Mr. Medvedev, whose four-year term will end in two weeks, gave his final address as president on Tuesday morning, recalling words that he spoke as a candidate — “freedom is better than non-freedom.” That 2008 speech inspired some to hope for major reforms during his presidency.
“These words were later repeated by many different people, sometimes with hope, sometimes with reproach, as a demand or a reminder of a promise,” Mr. Medvedev said. “I followed this ideal as closely as I could.”
In the address, Mr. Medvedev took credit for rolling back two laws that helped consolidate the Kremlin’s grip over Russian politics: an extraordinarily high threshold for political parties to participate in elections and the elimination of directly-elected governors. That level of central control, he said, made sense a decade ago but gradually became a drag on Russia’s development.
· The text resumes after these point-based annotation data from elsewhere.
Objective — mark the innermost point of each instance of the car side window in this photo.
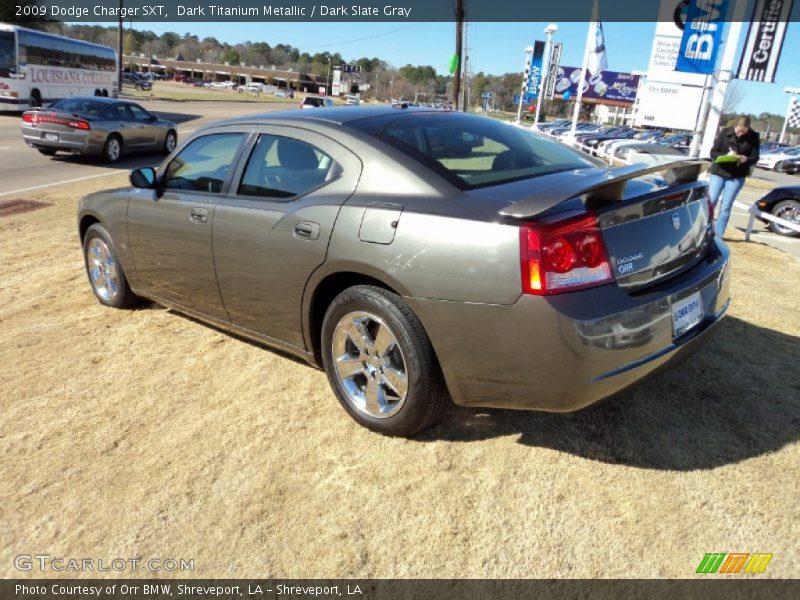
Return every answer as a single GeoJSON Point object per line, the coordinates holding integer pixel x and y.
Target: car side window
{"type": "Point", "coordinates": [203, 165]}
{"type": "Point", "coordinates": [139, 114]}
{"type": "Point", "coordinates": [281, 167]}
{"type": "Point", "coordinates": [118, 113]}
“The system stabilized, and as always happens — in accordance with the laws of philosophy — after its stabilization one started to notice signs of stagnation,” Mr. Medvedev said. “There arose the question of what to do — to leave everything as it is? To rely on ‘manual operation,’ to make that the permanent norm of political life — or to return to a more efficient development, on the basis of direct participation of citizens in politics? I think the conclusion is obvious.”
Mr. Medvedev promised that, as prime minister, he would reduce state control over the economy and continue to fight corruption.